A imagem de uma mulher jovem semelhante ao Sol nascente é encontrada em muitas outras civilizações.

Por exemplo,

II –  No panteão védico, a aurora é também simbolizada por uma deusa de incomparável beleza, chamada Usas, uma das raras divindades femininas a quem são dedicados numerosos hinos no Rig-Veda. O seu poder é imenso pois ela repele as Trevas. Ela simboliza a vitória do bem sobre o mal. Também tem o poder de despertar os seres como iniciadora e portadora de luz.

Notemos que Usas apressa-se a vencer a noite, antes de tudo por amor, para se poder juntar àquele que ama.
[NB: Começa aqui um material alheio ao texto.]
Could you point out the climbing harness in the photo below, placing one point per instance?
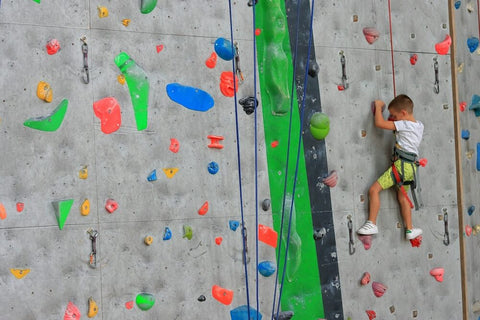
(351, 244)
(93, 255)
(407, 158)
(344, 71)
(436, 86)
(238, 71)
(86, 74)
(446, 235)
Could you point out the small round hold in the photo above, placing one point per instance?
(148, 240)
(266, 204)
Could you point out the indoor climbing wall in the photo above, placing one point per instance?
(120, 180)
(467, 26)
(369, 50)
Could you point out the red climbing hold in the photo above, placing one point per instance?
(174, 145)
(444, 46)
(371, 35)
(214, 142)
(111, 205)
(378, 289)
(222, 295)
(227, 85)
(267, 235)
(20, 206)
(437, 273)
(204, 209)
(53, 46)
(371, 314)
(211, 62)
(108, 111)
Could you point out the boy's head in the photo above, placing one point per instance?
(401, 103)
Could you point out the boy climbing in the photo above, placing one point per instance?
(408, 134)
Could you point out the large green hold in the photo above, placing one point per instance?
(145, 301)
(62, 209)
(51, 122)
(319, 125)
(138, 86)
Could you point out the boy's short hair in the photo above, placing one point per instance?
(401, 102)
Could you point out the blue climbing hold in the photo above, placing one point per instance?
(189, 97)
(475, 105)
(224, 49)
(472, 44)
(152, 176)
(233, 225)
(241, 313)
(213, 167)
(167, 234)
(471, 209)
(266, 268)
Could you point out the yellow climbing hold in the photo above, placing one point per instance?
(83, 173)
(121, 79)
(170, 172)
(19, 273)
(92, 308)
(85, 208)
(44, 91)
(102, 11)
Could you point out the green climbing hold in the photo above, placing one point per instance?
(138, 86)
(62, 209)
(147, 6)
(319, 125)
(51, 122)
(187, 232)
(145, 301)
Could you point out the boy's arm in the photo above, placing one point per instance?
(380, 122)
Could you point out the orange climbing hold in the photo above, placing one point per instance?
(214, 142)
(227, 85)
(204, 209)
(222, 295)
(211, 62)
(267, 235)
(444, 46)
(3, 212)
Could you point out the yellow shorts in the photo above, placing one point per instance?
(387, 180)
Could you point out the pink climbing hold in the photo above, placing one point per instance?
(371, 35)
(444, 46)
(53, 46)
(366, 240)
(72, 312)
(468, 230)
(111, 205)
(371, 314)
(211, 62)
(174, 145)
(108, 111)
(331, 180)
(365, 279)
(378, 289)
(437, 273)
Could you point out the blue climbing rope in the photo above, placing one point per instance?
(292, 95)
(302, 112)
(239, 164)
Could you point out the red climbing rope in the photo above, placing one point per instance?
(391, 47)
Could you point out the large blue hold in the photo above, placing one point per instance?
(241, 313)
(266, 268)
(189, 97)
(224, 49)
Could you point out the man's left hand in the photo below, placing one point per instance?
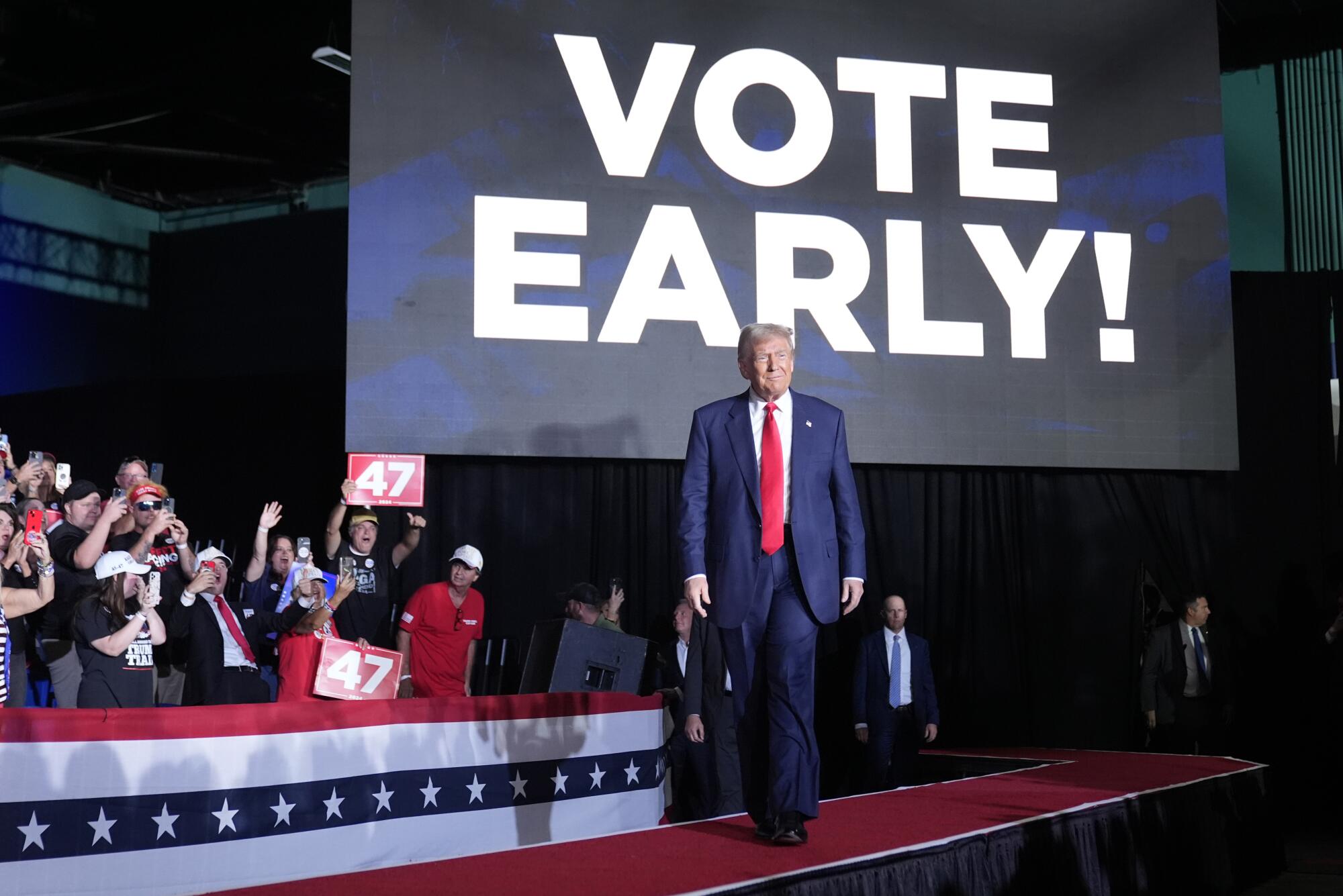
(851, 593)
Aqui a Luz é ao mesmo tempo feminina e masculina e a complementaridade das duas polaridades realiza-se não ao nível de um positivo-negativo ou ativo-passivo, mas sim em função da ordem de aparecimento, o feminino precedendo o masculino.

 

III – A Arábia pré-islâmica oferece-nos um bouquet de divindades femininas.

Heródoto dizia que os árabes adoravam o equivalente aos Dionisos(1) e Ourania(2)  gregos, sob os nomes de Orotal e Alilat.

Para os especialistas, o deus Orotal tornou-se Ruda (Benevolência), às vezes representado por uma figura feminina.

Quanto a Alilat transformou-se em Allât, o que significa simplesmente “a Deusa”.

Segundo o Alcorão (16,57) trata-se da esposa ou uma das três filhas de Alá (literalmente:” o Deus”).

  • Não confundir Dionísio com Dioniso. Dionísio quer dizer dedicado a Dioniso, que na antiga religião grega representa o deus dos ciclos vitais (filho de Zeus e da princesa Semele).
  • Ourânia ou Urânia representa o amor mais celestial do corpo e da alma.

Mais ao norte, na atual Arábia saudita, a divindade suprema era uma deusa solar chamada de Allât.

Era então uma deusa que ocupava o ápice do panteão e o próprio Sol tinha natureza feminina.

É de observar que a palavra Sol, em árabe, é do género feminino.

IV – Na mitologia chinesa não há apenas um, mas dez sóis, que se deslocam um de cada vez, graças a uma carruagem cujo cocheiro não é senão a mãe deles.

Embora não tenha natureza feminina, o Sol procede do feminino de que emanou, melhor ainda, é movido por esse aspecto feminino.

É então yang, já que é de fogo, mas o movimento que o anima provém do yin maternal.

 

V  No Japão, a principal divindade do panteão é Amaterasu- OmiKami, deusa do Sol, além de ancestral do clã imperial.

Um dos seus irmãos é o deus da Lua e, o outro, o deus do mar. Este último tem por atributo um sabre, ao passo que a cintilante deusa tem jóias.

Mas por ter tido mau comportamento, este último, o deus do mar, ele terá provocado a ira de Amaterasu.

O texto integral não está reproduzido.